In my chartapalooza, I compare Ripken’s rank among all shortstops who have played the game and you clearly see he is one of the best offensive players the position has seen. He ranks #1 in shortstops ever in HR, RBI, XBH and is second in 2B and Total Bases. He is also 5th in hits. That is 6 major categories that he ranks top 5 in. Add that he is 8th in walks and that makes 7 where he is top 10. 25th in batting average, also not too shabby. Chipper was a really good offensive third baseman and is top ten in every one of those categories except hits where he ranks 11th, but is only top 5 in 3. But you also have to factor in that Jones did much of this in an era that was much more offensively skewed.
Where you lose your battle, easily, is when you say they are similar defensively. I think we can all agree that Cal was not as good defensively at the hot corner as he was at SS, but even in his parts of 8 seasons at third, he still put up better defensive numbers than Chipper. But again, we should compare them to other shortstops and 3rd baseman.

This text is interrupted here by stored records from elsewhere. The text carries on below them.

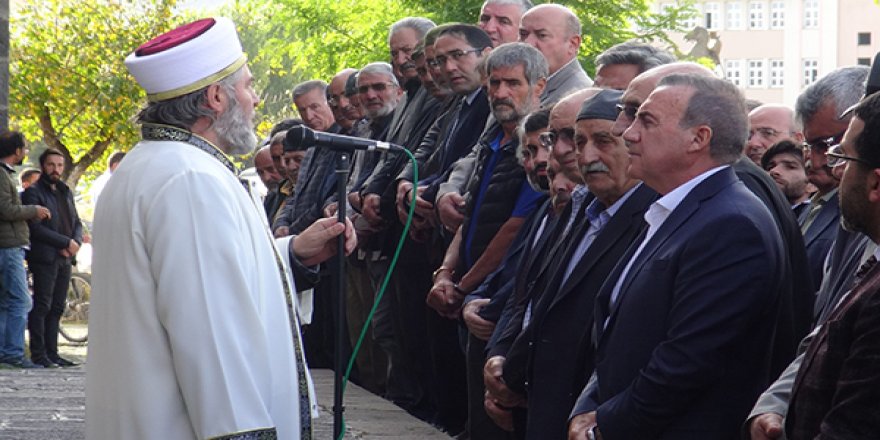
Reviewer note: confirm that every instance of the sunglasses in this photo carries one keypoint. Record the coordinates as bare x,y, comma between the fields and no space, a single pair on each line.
377,87
836,157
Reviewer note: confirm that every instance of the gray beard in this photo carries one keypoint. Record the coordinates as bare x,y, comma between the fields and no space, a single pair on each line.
234,130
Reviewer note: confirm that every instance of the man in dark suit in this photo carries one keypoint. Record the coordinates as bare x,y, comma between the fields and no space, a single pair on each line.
819,109
55,242
550,358
797,292
685,321
837,387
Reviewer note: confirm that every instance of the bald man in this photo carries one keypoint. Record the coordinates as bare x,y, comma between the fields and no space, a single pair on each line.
769,124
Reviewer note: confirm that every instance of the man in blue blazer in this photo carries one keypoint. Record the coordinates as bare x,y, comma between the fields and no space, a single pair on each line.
685,322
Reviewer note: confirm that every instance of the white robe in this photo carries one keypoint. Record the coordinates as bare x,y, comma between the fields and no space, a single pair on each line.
189,333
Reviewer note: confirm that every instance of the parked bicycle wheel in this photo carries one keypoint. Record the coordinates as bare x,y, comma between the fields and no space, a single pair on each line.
74,321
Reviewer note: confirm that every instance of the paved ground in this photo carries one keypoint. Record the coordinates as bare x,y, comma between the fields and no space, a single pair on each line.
49,404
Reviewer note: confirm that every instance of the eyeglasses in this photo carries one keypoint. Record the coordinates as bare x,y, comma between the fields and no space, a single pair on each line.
629,111
765,132
456,55
549,138
836,157
377,87
822,144
404,50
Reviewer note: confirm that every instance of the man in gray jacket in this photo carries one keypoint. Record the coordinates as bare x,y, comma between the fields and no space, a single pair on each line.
15,302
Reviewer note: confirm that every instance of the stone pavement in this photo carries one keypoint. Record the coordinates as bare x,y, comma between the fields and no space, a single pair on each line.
49,404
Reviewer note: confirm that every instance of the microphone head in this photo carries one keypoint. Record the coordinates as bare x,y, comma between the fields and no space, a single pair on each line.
299,138
873,83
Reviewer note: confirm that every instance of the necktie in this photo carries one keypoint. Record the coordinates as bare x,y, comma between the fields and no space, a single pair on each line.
865,267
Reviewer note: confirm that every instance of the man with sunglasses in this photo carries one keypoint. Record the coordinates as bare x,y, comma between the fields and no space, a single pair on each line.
819,109
836,389
849,250
499,201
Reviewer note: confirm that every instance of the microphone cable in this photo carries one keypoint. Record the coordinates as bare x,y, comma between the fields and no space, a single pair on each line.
384,285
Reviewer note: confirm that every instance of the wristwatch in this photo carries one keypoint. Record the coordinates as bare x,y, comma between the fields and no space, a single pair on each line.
437,272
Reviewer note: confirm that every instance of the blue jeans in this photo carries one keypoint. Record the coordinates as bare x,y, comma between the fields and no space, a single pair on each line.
15,303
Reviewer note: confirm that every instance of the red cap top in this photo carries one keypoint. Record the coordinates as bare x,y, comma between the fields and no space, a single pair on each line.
175,37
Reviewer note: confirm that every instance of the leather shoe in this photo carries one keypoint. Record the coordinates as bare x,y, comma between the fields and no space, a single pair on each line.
21,363
43,363
61,362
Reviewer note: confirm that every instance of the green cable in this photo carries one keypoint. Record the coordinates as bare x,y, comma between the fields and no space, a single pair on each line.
409,216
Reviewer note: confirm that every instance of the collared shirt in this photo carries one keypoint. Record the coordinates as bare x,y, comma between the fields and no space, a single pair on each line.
817,202
656,216
598,216
578,196
573,60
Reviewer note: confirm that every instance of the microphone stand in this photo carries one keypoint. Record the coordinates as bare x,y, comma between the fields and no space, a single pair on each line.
342,170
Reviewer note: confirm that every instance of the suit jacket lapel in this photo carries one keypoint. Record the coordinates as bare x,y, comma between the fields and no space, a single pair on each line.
628,216
827,216
679,216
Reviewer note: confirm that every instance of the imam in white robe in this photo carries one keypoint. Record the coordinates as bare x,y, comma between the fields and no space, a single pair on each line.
189,330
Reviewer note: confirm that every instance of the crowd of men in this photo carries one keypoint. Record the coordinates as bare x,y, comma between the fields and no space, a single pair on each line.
638,256
40,225
635,256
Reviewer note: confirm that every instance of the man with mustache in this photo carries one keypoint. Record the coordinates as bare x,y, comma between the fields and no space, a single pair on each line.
54,244
345,112
818,109
769,124
794,320
15,302
675,316
501,19
194,326
545,352
785,163
492,218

I compared Cal to the guy that many say is the best defensive SS ever, Ozzie Smith. The numbers here are a lot closer than most would think. Fielding percentages are nearly identical, though Ozzie had more chances. The biggest difference where The Wizard of Oz has the obvious leg up is in Runs Above Replacement. This is where some smart people figure out how many net runs defensively the player is worth. Ozzie put up a plus 239 over his career coming out to 15.4 per season. Thats pretty good. Cal put up a plus 176 for his games at short, or 12.3 per year. That is also pretty good. Then I compared Chipper to the best defensive third baseman, Brooks Robinson. Not even close, but most glaring is Chipper’s negative 17 Runs Above Replacement over his career. By the way, in his time at 3rd, Cal was a plus 5 with a superior fielding percentage.
Wins over replacement for both of them is impressive. Cal was in the top 10 in the league in WAR over his career 7 times, including being #1 in 1983, 1984 and 1991. For his career he ranks 38th ever in WAR with a 89.9. Jones ranked in the top 10 four different times, 1998, 1999, 2007 and 2008 and has a career WAR of 80.1 ranking 56th. So there is a big big argument in favor of Mr. Ripken.

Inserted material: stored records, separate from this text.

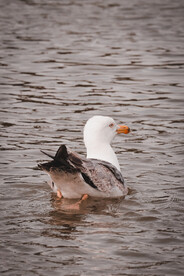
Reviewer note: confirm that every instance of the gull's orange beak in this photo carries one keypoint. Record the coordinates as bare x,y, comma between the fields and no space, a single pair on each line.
122,129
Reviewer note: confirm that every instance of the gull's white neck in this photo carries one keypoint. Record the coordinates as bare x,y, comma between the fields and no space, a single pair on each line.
103,151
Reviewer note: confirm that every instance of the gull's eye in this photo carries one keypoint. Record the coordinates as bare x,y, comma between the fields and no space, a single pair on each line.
111,125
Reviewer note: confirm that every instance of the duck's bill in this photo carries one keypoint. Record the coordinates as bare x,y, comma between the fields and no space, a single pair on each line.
123,129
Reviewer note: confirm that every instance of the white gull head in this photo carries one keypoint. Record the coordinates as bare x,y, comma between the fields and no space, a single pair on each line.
99,132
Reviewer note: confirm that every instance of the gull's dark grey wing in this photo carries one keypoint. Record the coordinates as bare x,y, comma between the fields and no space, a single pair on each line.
100,175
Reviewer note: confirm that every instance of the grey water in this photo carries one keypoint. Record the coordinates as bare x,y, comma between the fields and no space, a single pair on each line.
61,63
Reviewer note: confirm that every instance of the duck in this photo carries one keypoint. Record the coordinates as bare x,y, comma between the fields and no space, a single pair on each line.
98,175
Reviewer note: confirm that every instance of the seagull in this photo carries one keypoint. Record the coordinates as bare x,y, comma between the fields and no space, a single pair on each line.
96,175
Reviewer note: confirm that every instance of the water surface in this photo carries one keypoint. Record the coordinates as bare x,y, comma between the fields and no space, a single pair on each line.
61,63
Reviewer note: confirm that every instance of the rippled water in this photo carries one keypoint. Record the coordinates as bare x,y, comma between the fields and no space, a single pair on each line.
61,63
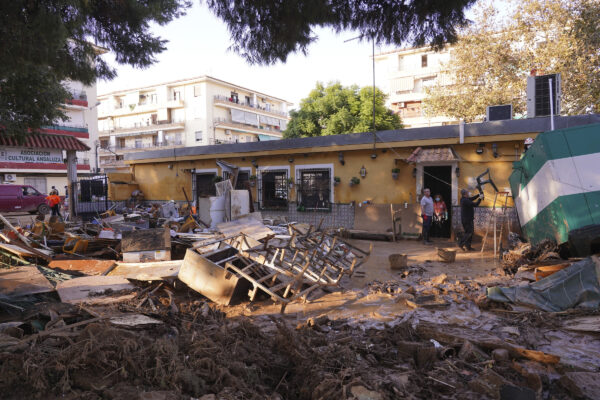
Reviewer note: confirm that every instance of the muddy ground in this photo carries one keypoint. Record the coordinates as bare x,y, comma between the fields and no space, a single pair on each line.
425,332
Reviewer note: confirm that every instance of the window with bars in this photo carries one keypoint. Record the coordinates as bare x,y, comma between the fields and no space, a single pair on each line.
314,189
273,190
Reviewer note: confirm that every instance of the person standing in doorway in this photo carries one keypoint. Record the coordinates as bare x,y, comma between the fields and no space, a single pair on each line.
467,216
54,202
440,215
426,214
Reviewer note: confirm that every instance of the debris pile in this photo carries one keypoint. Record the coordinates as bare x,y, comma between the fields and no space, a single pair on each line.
144,306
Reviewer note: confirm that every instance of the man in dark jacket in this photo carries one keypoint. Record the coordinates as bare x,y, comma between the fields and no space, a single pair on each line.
467,215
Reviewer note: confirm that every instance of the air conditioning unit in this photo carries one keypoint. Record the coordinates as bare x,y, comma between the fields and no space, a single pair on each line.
10,177
538,95
498,113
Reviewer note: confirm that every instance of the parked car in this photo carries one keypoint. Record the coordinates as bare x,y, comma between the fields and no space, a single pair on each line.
23,198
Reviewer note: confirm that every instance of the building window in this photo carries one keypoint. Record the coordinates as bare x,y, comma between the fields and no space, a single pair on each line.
428,82
400,63
314,189
273,190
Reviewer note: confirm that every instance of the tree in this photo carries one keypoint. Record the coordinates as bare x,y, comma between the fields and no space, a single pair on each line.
335,109
491,60
268,31
47,42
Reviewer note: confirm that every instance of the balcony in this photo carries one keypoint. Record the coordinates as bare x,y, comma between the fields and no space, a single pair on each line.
151,127
175,103
140,147
77,101
228,102
237,126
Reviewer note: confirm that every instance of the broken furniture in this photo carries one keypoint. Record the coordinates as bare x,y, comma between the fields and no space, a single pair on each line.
146,245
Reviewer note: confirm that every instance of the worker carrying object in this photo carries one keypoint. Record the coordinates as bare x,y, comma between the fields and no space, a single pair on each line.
467,215
426,214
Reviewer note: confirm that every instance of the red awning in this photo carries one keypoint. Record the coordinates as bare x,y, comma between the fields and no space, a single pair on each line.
42,141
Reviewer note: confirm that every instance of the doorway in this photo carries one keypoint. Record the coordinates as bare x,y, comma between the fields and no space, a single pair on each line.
439,180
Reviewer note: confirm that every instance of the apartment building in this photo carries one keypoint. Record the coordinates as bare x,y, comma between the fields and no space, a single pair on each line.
404,75
191,112
41,161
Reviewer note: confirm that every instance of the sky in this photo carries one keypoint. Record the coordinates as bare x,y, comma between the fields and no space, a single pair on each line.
198,45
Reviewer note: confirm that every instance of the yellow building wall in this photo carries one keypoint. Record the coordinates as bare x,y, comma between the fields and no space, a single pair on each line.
165,180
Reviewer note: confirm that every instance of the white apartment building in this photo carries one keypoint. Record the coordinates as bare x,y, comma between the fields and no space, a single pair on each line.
191,112
404,75
40,161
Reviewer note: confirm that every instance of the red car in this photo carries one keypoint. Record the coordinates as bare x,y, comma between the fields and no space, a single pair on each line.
22,198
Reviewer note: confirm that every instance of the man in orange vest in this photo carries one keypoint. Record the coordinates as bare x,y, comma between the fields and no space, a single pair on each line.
53,200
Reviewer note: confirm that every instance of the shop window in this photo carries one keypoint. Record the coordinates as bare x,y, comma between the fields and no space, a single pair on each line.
273,190
314,189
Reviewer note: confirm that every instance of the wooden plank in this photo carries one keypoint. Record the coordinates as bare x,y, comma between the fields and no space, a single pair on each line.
11,248
22,281
86,267
95,290
207,278
146,240
248,225
152,271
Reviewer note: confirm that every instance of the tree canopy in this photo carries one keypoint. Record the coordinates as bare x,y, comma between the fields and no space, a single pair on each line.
490,62
335,109
47,42
265,32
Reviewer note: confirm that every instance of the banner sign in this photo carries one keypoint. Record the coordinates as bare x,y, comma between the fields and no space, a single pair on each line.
30,155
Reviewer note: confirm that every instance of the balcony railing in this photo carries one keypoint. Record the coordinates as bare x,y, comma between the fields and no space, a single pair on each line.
144,127
143,146
247,127
250,106
77,99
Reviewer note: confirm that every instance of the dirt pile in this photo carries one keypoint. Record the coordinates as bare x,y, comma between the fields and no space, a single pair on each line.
184,348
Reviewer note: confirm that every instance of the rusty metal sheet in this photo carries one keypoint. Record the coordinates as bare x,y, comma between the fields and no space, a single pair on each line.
23,281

There is also the awards comparison. Rookie of the Year? 1-0 in favor of Cal. MVP? 2-1 in favor of Cal. Silver Slugger? 8-2 in favor of Cal. Cal is also one of ten players in the history of the majors to record 3,000 hits and 300 homers in a career. 1 in 10. Ever.

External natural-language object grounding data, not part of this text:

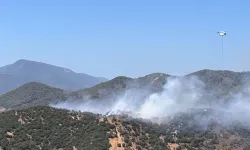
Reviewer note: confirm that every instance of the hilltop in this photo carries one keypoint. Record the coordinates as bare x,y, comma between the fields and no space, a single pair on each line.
24,71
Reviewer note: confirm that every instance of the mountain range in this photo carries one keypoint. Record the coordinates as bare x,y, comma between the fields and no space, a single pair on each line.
217,85
29,121
24,71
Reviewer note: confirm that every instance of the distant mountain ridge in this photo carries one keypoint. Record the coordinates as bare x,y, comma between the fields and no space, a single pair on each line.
24,71
218,84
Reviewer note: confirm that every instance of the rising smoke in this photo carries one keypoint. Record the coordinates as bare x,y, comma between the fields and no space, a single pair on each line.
179,95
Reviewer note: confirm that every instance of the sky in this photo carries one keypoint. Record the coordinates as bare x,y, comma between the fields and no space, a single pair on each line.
129,38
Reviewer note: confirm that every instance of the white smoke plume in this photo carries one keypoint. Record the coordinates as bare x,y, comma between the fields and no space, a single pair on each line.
179,95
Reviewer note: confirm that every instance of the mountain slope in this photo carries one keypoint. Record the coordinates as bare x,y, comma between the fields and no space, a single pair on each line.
23,71
116,86
49,128
31,94
218,84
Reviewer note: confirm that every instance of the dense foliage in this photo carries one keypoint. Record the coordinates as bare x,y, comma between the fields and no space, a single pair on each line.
49,128
44,127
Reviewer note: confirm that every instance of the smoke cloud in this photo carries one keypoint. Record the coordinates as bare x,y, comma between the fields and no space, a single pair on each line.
179,95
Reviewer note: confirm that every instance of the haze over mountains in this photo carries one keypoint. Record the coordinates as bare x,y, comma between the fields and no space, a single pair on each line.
205,110
24,71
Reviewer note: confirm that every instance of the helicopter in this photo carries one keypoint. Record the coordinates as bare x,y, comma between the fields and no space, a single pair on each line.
222,33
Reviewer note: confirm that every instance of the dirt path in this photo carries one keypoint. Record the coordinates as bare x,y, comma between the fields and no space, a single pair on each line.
118,140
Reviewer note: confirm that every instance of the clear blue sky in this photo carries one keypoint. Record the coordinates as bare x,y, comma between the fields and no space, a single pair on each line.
126,37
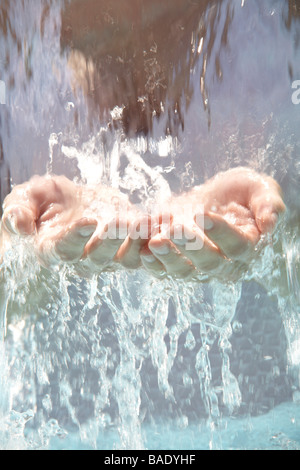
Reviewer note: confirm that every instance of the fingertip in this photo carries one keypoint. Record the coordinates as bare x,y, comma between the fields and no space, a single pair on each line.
19,221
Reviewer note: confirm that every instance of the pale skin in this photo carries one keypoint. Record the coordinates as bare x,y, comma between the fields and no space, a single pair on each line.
69,224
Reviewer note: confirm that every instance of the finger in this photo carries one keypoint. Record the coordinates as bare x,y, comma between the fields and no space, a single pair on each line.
170,257
231,240
198,248
19,220
267,205
104,245
139,233
68,244
151,263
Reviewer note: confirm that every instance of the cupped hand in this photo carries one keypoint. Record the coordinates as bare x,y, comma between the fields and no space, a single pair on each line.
67,222
214,228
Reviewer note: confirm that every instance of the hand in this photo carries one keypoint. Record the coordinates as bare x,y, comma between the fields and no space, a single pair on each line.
219,225
68,222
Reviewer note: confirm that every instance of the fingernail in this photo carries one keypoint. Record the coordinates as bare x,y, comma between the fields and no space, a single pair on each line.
208,223
86,231
148,258
161,249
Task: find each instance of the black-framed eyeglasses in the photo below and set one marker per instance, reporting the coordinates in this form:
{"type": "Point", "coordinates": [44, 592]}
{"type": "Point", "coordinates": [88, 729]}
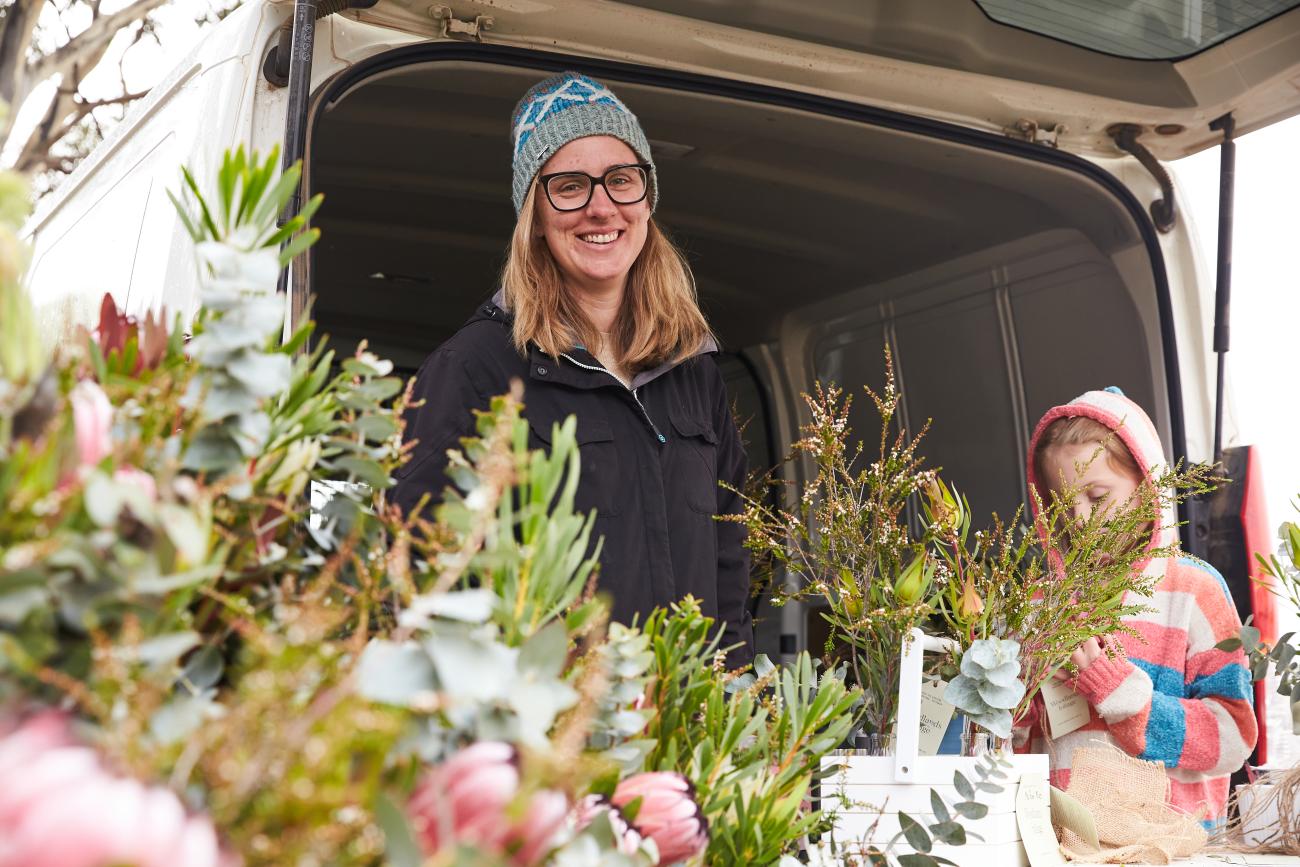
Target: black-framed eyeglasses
{"type": "Point", "coordinates": [572, 190]}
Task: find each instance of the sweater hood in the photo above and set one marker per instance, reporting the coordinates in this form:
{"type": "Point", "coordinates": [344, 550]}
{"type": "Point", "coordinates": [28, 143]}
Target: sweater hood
{"type": "Point", "coordinates": [1134, 428]}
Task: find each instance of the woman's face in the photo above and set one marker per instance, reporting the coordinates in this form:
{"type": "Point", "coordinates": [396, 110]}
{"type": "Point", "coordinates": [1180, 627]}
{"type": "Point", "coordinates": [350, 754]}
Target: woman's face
{"type": "Point", "coordinates": [594, 246]}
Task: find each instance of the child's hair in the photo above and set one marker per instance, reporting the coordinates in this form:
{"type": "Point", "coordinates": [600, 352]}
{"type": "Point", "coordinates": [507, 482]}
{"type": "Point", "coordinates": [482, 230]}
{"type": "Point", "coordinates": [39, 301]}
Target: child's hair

There is one other thing about Cal’s resume that I think I am forgetting. And I’m not even going to mention it. Everyone knows what it is but it isn’t even needed in this fight. I’m letting the stats speak for themselves. If you want to say they are similar hitters, I’ll give you that but you have to admit that compared to others at their positions, Cal set a standard for his by breaking records, easily. And Chipper almost lived up to standards set before him, which is still damn impressive. Defensively I have proven how ridiculous it is to compare the two let alone say “defensively; they are all about the same as well.”
So tell me.
Why is he the Borderline Hall of Famer?
Because they use more things than your little chart to decide worthiness. But thanks for trying.